What is chain.index(chain[-1])? Or chain.index(chain_next) in the new code? The index of the last entry in the list, assuming it is unique, which it must be due to the loop condition, so it will be len(chain) - 1. And len(chain[:index]) is index by definition! So:

chain_next = number
chain = [chain_next]
while len(chain) == len(set(chain)):
    if chain_next in lengths:
        return lengths[chain_next] + len(chain) - 1
    chain_next = sum(factorials[digit] for digit in str(chain_next))
    chain.append(chain_next)

As @ruds point out, len(chain) == len(set(chain)) is converting the list to a set at each iteration. See their approach for maintaining both a seen and chain to avoid that inefficiency.

Answer 2

A few comments.

First, your algorithm for computing the length of a chain is quadratic, because you convert your list to a set at each iteration. Second, there's a lot going on in get_factorial_sequence_length. I'd break the function up. You essentially have three parts: 1. Generate the elements of the sequence; 2: determine when to stop generating the sequence; 3. Determine the length of the non-repeating section (and memoize the length for all the seen numbers). The first part should be its own generator.

def generate_sequence(factorials, num):
    while True:
        yield num
        num = sum(factorials[digit] for digit in str(num)

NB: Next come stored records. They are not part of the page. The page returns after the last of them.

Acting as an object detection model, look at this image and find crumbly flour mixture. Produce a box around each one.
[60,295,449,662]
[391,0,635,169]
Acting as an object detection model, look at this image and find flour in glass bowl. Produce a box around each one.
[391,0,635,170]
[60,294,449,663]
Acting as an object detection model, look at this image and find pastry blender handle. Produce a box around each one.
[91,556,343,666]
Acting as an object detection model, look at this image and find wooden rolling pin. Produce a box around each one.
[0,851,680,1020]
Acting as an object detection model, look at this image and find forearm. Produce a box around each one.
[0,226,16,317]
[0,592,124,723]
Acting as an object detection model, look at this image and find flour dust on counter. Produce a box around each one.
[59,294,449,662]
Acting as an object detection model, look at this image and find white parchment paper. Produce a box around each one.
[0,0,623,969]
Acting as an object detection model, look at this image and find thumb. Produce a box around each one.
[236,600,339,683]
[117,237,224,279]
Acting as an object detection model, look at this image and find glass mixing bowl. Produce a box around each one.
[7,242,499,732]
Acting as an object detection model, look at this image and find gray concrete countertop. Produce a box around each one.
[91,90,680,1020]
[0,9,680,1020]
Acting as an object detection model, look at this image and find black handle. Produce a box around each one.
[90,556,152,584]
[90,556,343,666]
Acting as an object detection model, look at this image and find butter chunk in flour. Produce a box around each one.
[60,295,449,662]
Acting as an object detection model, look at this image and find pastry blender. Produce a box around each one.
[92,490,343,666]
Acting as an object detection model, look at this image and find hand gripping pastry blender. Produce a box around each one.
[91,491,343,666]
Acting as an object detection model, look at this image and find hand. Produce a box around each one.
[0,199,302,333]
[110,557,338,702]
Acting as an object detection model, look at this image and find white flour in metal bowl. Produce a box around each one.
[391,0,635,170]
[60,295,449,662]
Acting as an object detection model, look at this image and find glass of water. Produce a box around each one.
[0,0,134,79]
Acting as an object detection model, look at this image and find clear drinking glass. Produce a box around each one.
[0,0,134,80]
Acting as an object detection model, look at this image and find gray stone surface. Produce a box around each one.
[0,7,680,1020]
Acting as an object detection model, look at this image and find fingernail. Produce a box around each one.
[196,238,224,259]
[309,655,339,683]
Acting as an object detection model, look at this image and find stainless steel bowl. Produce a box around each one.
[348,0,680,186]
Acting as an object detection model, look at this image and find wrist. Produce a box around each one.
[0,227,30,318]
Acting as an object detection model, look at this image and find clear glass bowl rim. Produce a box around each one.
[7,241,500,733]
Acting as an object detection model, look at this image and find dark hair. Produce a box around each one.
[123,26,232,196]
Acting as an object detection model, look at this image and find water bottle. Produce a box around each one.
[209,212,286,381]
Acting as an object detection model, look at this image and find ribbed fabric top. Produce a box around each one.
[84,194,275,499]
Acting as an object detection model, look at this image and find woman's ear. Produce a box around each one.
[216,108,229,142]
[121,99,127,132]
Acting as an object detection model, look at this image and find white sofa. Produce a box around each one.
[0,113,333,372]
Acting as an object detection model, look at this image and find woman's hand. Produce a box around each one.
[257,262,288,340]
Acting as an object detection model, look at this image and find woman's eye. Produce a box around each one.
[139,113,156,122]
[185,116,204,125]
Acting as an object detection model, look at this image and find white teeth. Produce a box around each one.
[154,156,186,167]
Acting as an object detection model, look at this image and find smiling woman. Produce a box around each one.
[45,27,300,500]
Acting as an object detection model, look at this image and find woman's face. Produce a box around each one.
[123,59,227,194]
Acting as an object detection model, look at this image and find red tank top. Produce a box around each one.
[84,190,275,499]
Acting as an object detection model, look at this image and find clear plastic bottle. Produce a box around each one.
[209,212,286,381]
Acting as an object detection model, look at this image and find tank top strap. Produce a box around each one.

Now get_factorial_sequence_length can look like:

def get_factorial_sequence_length(number, factorials, lengths):
    chain = []
    seen = set()
    for num in generate_sequence(factorials, number):
        if num in lengths:
            memoize_lengths_found(chain, num, lengths)
            return lengths[num] + len(chain)
        if num in seen:
            memoize_lengths_new(chain, num, lengths)
            return lengths[num]
        chain.append(num)
        seen.add(num)

memoize_lengths_found and memoize_lengths_new could use some work on the names, and I leave the implementations as an exercise to the reader.